Existe-t-il plus d’asexuels aujourd’hui qu’auparavant ?

Il y en a toujours eu. Tout d’abord, il existe beaucoup de populations au sein desquelles les couples ne se forment pas. Cela peut s'expliquer par une surreprésentation du genre masculin ou inversement du genre féminin. Si le célibat peut être imposé par un contexte démographique, il peut aussi être un choix dû, par exemple, à la religion.
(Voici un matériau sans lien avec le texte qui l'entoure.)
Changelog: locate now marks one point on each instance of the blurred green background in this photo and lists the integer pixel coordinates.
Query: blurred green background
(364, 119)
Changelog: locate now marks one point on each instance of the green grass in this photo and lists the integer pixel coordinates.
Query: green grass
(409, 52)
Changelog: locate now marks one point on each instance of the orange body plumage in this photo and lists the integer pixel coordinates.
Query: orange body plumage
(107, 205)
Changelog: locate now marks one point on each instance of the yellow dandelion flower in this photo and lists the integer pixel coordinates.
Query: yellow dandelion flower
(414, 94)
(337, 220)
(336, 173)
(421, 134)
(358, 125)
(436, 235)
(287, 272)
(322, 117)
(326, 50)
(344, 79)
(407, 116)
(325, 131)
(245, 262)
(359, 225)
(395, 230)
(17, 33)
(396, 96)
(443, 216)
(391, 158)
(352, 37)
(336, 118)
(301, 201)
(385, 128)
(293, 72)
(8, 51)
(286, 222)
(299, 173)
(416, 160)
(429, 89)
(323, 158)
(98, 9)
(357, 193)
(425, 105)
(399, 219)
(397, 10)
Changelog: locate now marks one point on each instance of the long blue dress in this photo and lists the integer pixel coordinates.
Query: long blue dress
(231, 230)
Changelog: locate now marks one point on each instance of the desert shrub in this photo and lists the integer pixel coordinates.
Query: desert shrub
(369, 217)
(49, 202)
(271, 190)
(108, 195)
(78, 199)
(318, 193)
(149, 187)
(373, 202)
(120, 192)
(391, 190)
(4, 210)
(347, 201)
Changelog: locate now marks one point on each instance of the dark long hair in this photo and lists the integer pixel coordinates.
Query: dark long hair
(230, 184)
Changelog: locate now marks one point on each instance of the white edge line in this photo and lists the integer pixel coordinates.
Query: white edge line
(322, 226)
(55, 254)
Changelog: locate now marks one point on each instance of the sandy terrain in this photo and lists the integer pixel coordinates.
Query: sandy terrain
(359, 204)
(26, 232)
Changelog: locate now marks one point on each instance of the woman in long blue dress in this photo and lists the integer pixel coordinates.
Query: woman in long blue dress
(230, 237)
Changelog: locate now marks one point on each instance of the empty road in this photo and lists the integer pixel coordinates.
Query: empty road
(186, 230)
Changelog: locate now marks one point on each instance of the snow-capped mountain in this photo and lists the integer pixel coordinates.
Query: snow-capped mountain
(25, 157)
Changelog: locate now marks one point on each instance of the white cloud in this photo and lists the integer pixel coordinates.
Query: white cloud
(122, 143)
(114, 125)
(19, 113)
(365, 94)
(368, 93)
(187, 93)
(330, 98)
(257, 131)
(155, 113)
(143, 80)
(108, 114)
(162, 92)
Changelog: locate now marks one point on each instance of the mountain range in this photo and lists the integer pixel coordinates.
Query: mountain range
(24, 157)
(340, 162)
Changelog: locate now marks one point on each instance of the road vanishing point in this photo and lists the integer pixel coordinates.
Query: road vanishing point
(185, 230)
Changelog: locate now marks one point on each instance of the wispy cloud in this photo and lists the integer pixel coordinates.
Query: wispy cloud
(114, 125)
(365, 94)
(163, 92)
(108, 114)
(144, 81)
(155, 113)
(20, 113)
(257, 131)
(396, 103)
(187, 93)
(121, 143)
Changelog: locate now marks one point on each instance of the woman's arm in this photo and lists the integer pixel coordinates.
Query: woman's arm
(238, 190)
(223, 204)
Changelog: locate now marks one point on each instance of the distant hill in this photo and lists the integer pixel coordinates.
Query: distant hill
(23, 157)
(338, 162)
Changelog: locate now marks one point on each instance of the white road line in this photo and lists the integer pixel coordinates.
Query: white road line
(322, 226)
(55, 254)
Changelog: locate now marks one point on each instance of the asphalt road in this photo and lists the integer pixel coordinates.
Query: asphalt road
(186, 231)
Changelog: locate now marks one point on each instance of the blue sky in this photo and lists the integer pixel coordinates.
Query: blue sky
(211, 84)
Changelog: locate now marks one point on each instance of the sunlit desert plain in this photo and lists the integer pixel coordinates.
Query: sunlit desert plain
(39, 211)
Ce qui est nouveau, c’est le refus de la sexualité par écœurement et par saturation. La sexualité qui nous est présentée aujourd’hui peut ne pas convenir à tout le monde. Celle qui n’a pas de sens, qui n’a pas de sacré, qui est décadente et irrespectueuse, notamment vis-à-vis de la femme. La volonté de ne pas vivre cette sexualité-là peut bien évidemment se comprendre.

Plus particulièrement, quelles sont les conséquences de cette hyper sexualisation chez les femmes ?

La pornographie est omniprésente. Et celle-ci présente les femmes comme étant un objet d’assouvissement par l’homme. Les caresses, le respect et la poésie n’y sont pas représentés. La plupart des femmes ont du mal à se positionner dans ce genre de rapport avec la sexualité. Selon moi, la proportion de femmes parmi les asexués est assez forte de ce fait.

La pornographie n’exercerait-elle pas une pression trop forte sur les hommes qui pourrait finir par les brimer et en rendre certains asexuels ?

Il est certain que la pression de la pornographie peut avoir des conséquences sur la sexualité des hommes.

Il y a quelques années, la mode était à la chasteté. Aujourd’hui, avec l’asexualité, le terme a seulement changé mais il recouvre une même réalité.

Ce qui peut aussi éloigner les hommes du sexe c’est le fait que la femme devienne libérée et, par conséquent, plus exigeante. L’homme doit donc savoir s’y prendre et être à la hauteur, dépasser sa nature première qui consisterait plutôt à « tirer son coup », tel un coq. L’amour tel que la femme en rêve peut faire très peur à l’homme.

En parallèle de ce phénomène aujourd’hui, de plus en plus de personnes sont accros au sexe et à la pornographie. Ces deux constats sont-ils liés ? Quels sont concrètement les risques de l’hypersexualisation de la société ?

Il y a un véritable effet de balancier. La sexualité était auparavant un véritable tabou. On est aujourd’hui passé du tout au tout, avec un véritable engouement pour le tout sexuel. Le frein mis par les asexuels laisse peut-être présager un retour à l’équilibre.

Les personnes renoncent aujourd’hui au sexe car ils n’y trouvent que de la déception. Il faut que les asexuels retrouvent un sens au sexe et à l’amour, ne serait-ce que spirituel ou simplement humain.

L’asexualité doit-elle être reconnue comme une orientation sexuelle à part entière ?

L’absence de sexualité peut correspondre à une phase de la vie mais ne peut pas être vécu comme quelque chose de définitif. Cela peut être dû à des circonstances physiques ou à un état mental ponctuel, dépression ou mal être. Mais cela ne peut pas être un statut à part entière.

Nous vivons dans une société où le sexe est omniprésent. Dans ce contexte, comment s’intégrer socialement lorsqu’on est asexuel ?

Il est vrai que la société est malade de sexualité. Elle est réellement obsédée par le sexe. Cela fait partie des problèmes actuels qui se posent dans la société. Il paraît donc difficile dans ce contexte d’avoir une vie sociale normale lorsqu’on refuse cette sexualité.